Chris Daughtry may not have won "American Idol," but his band, Daughtry, earned enough high honors at the American Music Awards on Sunday to share the spotlight with a more established artist, Justin Timberlake.
Daughtry won the breakthrough artist award and favorite adult contemporary artist. Timberlake captured favorite pop-rock artist, and the award for soul/R&B album went to his "FutureSex/Love Sounds." Timberlake accepted by video from Australia.
Last year's breakthrough artist, Carrie Underwood, was also a winner, for female country artist. She thanked her fellow musicians "for making great music and making me so proud to be a part of it."

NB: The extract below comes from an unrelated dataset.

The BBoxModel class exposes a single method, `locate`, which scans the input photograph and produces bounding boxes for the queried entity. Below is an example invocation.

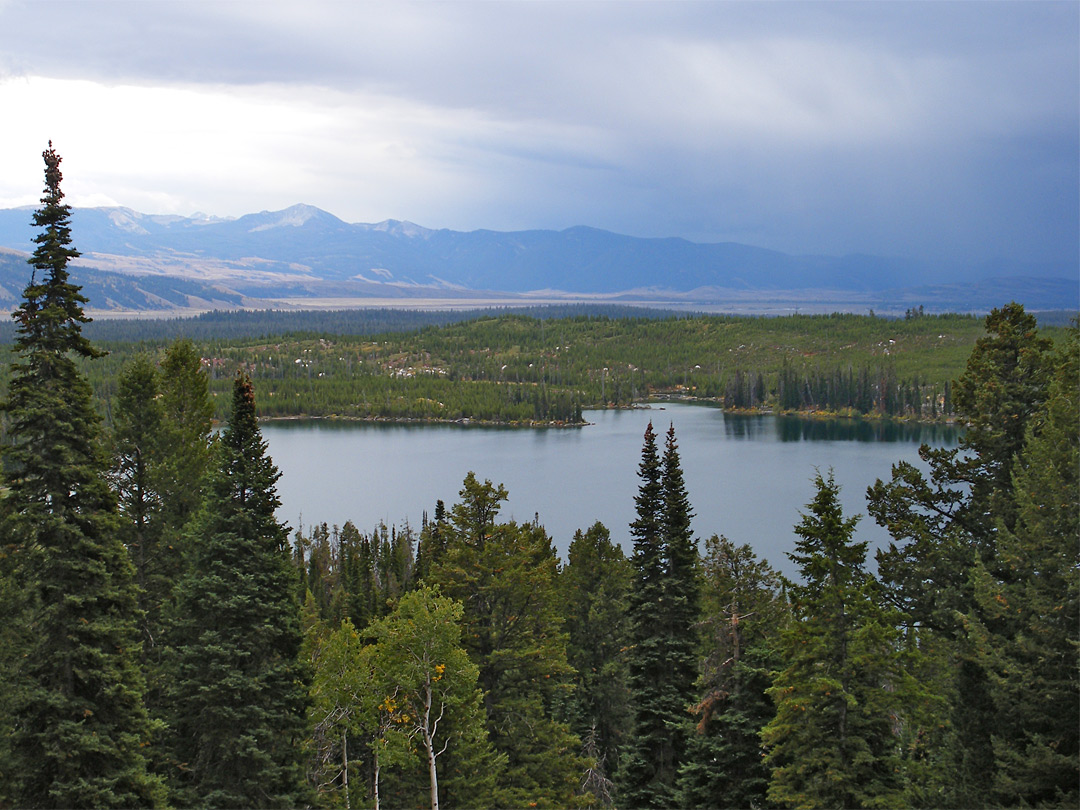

Rascal Flatts was named top country duo or group, Akon won favorite male soul/rhythm & blues artist, and Justin Timberlake won favorite male pop/rock artist.
All were among those who started the night with multiple nominations. Daughtry, Beyonce, Timberlake and Linkin Park had three nominations each, while Akon, Tim McGraw, Rascal Flatts, Bone Thugs-N-Harmony, Young Jeezy, T.I. and Underwood had two nods each.
The night was punctuated with performances, including a mash-up between Beyonce and country duo Sugarland, who performed Beyonce's hit "Irreplacable."
Backstage, Sugarland singer Jennifer Nettles admitted that she was "nervous" to sing with Beyonce, who she said was "so beautiful."
Celine Dion performed her new song, "Taking Chances," and Lenny Kravitz sat at the piano to play his latest, "I'll Be Waiting."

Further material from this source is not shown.